According to Florida’s dram shop law, a person who knowingly provides
alcohol to a person who is “habitually addicted” to alcohol
(i.e., an alcoholic) or a minor under 21 years old can be held liable
for any injuries the individual causes. When it comes to serving alcohol,
the law only applies to beverages for immediate consumption, such as those
served in bars and restaurants, rather than sealed in a bottle or can
for later consumption, like a grocery or liquor store.

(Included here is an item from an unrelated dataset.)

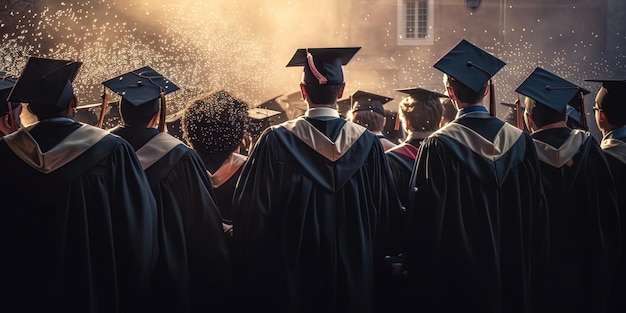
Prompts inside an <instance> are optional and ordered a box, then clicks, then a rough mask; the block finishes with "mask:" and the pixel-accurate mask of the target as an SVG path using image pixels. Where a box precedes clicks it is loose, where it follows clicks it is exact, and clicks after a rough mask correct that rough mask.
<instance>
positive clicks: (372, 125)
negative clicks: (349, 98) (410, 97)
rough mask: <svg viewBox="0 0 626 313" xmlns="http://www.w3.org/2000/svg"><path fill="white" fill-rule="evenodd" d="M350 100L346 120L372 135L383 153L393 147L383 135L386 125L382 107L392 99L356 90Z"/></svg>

For example, a person who is a known alcoholic enters a bar and the bartender
who knows about the person’s alcoholism decides to serve him/her
anyway. After several drinks, the person leaves the bar, proceeds to drive,
and then strikes another motorist. Not only can the victim file a claim
against the alcohol-dependent individual, but also the establishment that
served the at-fault driver.
While many states also have “social host liability” laws that
hold a social host responsible for serving a minor or alcohol-dependent
individual who later causes another person’s injury, Florida is
not one of them. If an intoxicated individual harms someone else at a
private gathering, the victim can only seek damages against the person
who directly caused their injuries – not the social host.